From levulinic acid biorefineries to γ-valerolactone (GVL) using a bi-functional Zr-Al-Beta catalyst

Abstract

The integration of GVL production in a lignocellulosic biorefinery where furfural and levulinic acid are co-produced is investigated in a one-pot process over a Zr-Al-Beta bi-functional catalyst. Under the synthesis and reaction conditions previously optimized for the transformation of furfural, the yield of GVL for different mixtures of levulinic acid–furfural over this catalyst is very high (60–90%). Complete conversion of the reagents (both furfural and levulinic acid) is achieved after 2 hours of reaction. As the percentage of levulinic acid in the mixture increases, higher yields of GVL are obtained. The results indicate the presence of a synergistic effect due to an improvement of the catalyst stability against furfural-deactivation phenomena. In addition, the mass balances obtained are high, evidencing the efficient use of both platform molecules.

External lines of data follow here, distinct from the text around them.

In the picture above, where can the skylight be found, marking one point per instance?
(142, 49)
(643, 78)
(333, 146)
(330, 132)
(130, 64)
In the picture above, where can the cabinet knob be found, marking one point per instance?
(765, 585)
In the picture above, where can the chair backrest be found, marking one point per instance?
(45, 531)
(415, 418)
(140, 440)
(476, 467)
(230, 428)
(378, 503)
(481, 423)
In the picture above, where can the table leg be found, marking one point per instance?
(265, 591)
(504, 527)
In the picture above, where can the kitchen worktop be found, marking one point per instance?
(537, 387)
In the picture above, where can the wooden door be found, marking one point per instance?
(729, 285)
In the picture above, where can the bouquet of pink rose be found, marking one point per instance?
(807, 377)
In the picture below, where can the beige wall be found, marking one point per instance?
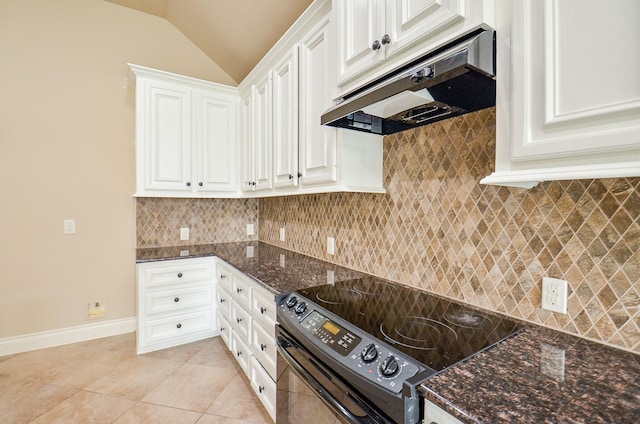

An optimization of the transformation of levulinic acid into GVL has shown that it is possible to work with highly concentrated reaction media, allowing excellent productivities of GVL per gram of catalyst (levulinic acid concentration of 300 g L⁻¹, catalyst loading = 12.5 g L⁻¹) leading to a GVL productivity of up to 8 g_GVL g_CAT⁻¹ after 6 h at 190 °C. Under these conditions, a pseudohomogeneous kinetic model has been fitted to the experimental data. Also remarkable is that the Zr-Al-Beta catalyst is stable and reusable in this transformation, since no activity loss was evidenced after repeated reaction cycles without any kind of regeneration treatment.